We went to last night’s New York Republican state dinner and Louisiana governor Bobby Jindal gave a big, slashing keynote speech at it. He really looked liked he wanted to be Romney’s running mate.
In some ways the event looked like a passing of the torch, from Newt Gingrich — an also-ran in the 2012 campaign — to Jindal, the young, rising star.
Gingrich went well beyond the usual praise for Louisiana Gov. Bobby Jindal. He sounded the presidential horns for a potential vice presidential nominee.
“He will eventually be a great leader for the entire country,” Gingrich said.
Bobby Jindal has experienced his ups and downs as the Republican Party’s rising star. His cut-taxes-and-spending approach and willingness to tackle education head-on as Louisiana governor has drawn him rave reviews within party circles.
At the same time, there have been hiccups. In 2009, his first foray into the mainstream American audience came when Republicans thrust him onto centre stage to give the official response to President Barack Obama’s first State of the Union Address. By almost every account from both sides, it was a disaster.

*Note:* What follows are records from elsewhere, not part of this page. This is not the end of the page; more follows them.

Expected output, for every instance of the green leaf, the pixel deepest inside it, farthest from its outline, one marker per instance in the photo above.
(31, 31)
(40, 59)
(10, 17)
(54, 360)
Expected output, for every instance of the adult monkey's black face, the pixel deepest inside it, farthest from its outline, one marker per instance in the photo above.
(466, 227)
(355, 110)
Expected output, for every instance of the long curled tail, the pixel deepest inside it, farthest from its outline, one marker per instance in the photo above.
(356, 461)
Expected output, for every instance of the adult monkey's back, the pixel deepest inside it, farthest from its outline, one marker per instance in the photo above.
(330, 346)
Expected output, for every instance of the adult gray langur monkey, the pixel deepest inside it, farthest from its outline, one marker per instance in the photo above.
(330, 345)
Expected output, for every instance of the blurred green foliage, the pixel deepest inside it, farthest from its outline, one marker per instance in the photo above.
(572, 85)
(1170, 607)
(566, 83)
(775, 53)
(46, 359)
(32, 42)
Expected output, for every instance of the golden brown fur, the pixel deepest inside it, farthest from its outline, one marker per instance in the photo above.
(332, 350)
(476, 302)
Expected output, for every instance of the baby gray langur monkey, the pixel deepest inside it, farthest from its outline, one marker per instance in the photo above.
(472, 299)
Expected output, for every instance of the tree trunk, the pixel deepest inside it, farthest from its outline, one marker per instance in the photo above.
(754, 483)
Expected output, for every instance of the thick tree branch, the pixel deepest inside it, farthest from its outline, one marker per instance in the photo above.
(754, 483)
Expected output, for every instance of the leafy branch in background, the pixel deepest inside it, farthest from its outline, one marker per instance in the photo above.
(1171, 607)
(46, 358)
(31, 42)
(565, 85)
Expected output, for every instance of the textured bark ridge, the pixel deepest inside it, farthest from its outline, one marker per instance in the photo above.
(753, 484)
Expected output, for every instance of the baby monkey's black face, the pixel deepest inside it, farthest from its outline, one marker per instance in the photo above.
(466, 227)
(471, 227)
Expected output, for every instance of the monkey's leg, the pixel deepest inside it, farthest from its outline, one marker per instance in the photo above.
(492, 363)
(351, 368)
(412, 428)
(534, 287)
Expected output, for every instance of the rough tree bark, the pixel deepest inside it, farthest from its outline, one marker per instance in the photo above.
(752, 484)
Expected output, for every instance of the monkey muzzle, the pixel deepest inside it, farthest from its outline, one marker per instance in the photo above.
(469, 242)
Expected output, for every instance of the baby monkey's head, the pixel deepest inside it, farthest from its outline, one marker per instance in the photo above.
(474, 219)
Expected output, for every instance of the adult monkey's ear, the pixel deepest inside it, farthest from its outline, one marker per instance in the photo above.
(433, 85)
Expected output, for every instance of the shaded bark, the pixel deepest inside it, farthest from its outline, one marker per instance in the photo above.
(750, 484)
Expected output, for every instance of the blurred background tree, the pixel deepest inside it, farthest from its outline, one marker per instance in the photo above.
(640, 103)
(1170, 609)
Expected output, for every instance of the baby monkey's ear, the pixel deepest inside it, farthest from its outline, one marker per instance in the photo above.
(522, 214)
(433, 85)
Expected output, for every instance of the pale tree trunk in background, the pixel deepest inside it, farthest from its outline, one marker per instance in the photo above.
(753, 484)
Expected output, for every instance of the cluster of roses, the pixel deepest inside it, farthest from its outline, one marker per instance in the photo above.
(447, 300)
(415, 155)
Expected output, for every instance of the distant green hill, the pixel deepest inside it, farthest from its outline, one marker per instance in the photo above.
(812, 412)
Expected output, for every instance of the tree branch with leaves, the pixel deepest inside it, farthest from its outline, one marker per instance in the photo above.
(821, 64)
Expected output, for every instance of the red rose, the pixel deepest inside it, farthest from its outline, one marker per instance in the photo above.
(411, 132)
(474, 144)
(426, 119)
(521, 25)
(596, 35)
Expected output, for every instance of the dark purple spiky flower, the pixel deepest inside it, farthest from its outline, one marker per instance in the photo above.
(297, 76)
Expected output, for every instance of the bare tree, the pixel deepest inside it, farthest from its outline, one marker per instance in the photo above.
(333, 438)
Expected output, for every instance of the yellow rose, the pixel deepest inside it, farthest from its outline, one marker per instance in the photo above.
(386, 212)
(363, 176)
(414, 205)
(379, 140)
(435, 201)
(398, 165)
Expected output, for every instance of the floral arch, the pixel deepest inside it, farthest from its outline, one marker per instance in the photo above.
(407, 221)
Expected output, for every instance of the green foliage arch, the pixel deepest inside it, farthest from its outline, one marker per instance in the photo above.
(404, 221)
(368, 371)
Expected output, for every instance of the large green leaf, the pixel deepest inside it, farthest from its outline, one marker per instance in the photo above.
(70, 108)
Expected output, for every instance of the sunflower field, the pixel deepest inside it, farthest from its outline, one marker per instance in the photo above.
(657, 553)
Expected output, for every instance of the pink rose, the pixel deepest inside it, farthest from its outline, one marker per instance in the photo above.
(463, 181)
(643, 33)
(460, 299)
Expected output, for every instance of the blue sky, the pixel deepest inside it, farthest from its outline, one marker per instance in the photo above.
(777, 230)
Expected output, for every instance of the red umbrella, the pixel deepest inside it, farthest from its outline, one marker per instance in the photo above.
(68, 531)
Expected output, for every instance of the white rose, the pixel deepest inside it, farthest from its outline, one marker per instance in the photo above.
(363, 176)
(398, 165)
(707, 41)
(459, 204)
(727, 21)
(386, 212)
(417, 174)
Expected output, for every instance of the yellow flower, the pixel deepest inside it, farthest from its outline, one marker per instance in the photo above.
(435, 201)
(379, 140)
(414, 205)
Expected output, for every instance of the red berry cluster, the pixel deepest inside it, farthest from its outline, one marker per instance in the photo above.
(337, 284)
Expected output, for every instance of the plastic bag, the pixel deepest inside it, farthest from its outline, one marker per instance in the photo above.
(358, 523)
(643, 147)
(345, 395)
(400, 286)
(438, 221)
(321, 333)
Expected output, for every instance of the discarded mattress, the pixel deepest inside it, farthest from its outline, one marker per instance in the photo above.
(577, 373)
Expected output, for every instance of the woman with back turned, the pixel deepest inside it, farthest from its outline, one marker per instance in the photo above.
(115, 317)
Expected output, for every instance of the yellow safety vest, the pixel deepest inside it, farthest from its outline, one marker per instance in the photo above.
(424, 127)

“The speech read a lot better than it sounded,” Fox News anchor Brit Hume said famously afterward. “This was not Bobby Jindal’s greatest oratorical moment.” It’s still the first autocomplete result that comes up when you search “Bobby Jindal…” on YouTube.
The speech he gave Thursday night — the keynote of the Republican state dinner — had a different tone. As Jindal becomes one name in a flurry of speculation for Mitt Romney’s running mate, Jindal sounded like he was auditioning.
Through and through, his speech served as a missile to Obama and his policies. He engaged the crowd, blasting and even mocking Obama.
“I really only have two complaints about this president,” Jindal said. “No. 1 is that he is the most liberal ideological president since President Jimmy Carter to occupy the White House. My second complaint about this president is that he is the most incompetent president to occupy the White House since President Jimmy Carter.”
Cue the applause.
When asked after the speech by one reporter, Jindal brushed off VP speculation. But that has not stopped his name from popping up along with a jammed field — Ohio Sen. Rob Portman, Indiana Gov. Mitch Daniels, Wisconsin Rep. Paul Ryan, Florida Sen. Marco Rubio, New Jersey Gov. Chris Christie and Virginia Gov. Bob McDonnell and South Carolina Gov. Nikki Haley are just some of the bigger names.
But is Jindal a legitimate front-runner? One Louisiana political scientist doesn’t think he’s a safe pick.
UPDATE, 5:01 p.m.: A Jindal spokesman emails and notes that the political scientist quoted has donated to the Obama campaign in the past. According to The Huffington Post’s Fundrace, Philip Dynia has donated $15 to the 2012 Obama campaign and $205 in the 2008 campaign.
“He would be Mitt Romney’s Sarah Palin,” said Philip Dynia, an associate political science professor at Loyola University in New Orleans.
Dynia saw some positives in Romney picking Jindal. His Indian-American heritage and his youth would attract some voters from that demographic. But ultimately, Jindal is a pick that is a little too far to the right. Hence the comparisons to the choice of Palin that proved divisive in John McCain’s 2008 campaign.
“If he’s going to shake his Etch-a-Sketch and Bobby Jindal comes up,” Dynia said, “something’s wrong there.” A safer pick would be someone like Portman, Daniels, Ryan or Rubio.
Still, if his speech was any indication, Jindal is ready to hit Obama on issues where he has experience. Most prominent Thursday night was energy policy. Jindal outlined a six-step plan for energy reform, lambasting Obama along the way.
He mocked Obama, offering “defenses” for him (read: they weren’t really defenses). For example, Jindal said Obama is not incompetent on energy policy. He just has a “radical environmental ideology.”
“I’d go back to Harvard and demand a refund for any economics courses he took,” Jindal cracked.
His crowd on Thursday night politely chuckled.
But this also presents the major stumbling block for Jindal as a potential running mate. How will he connect with mainstream crowds? The mainstream that sees him most in his “not greatest oratorical moment.”
“That rebuttal speech will be played over and over and over and over,” Dynia said.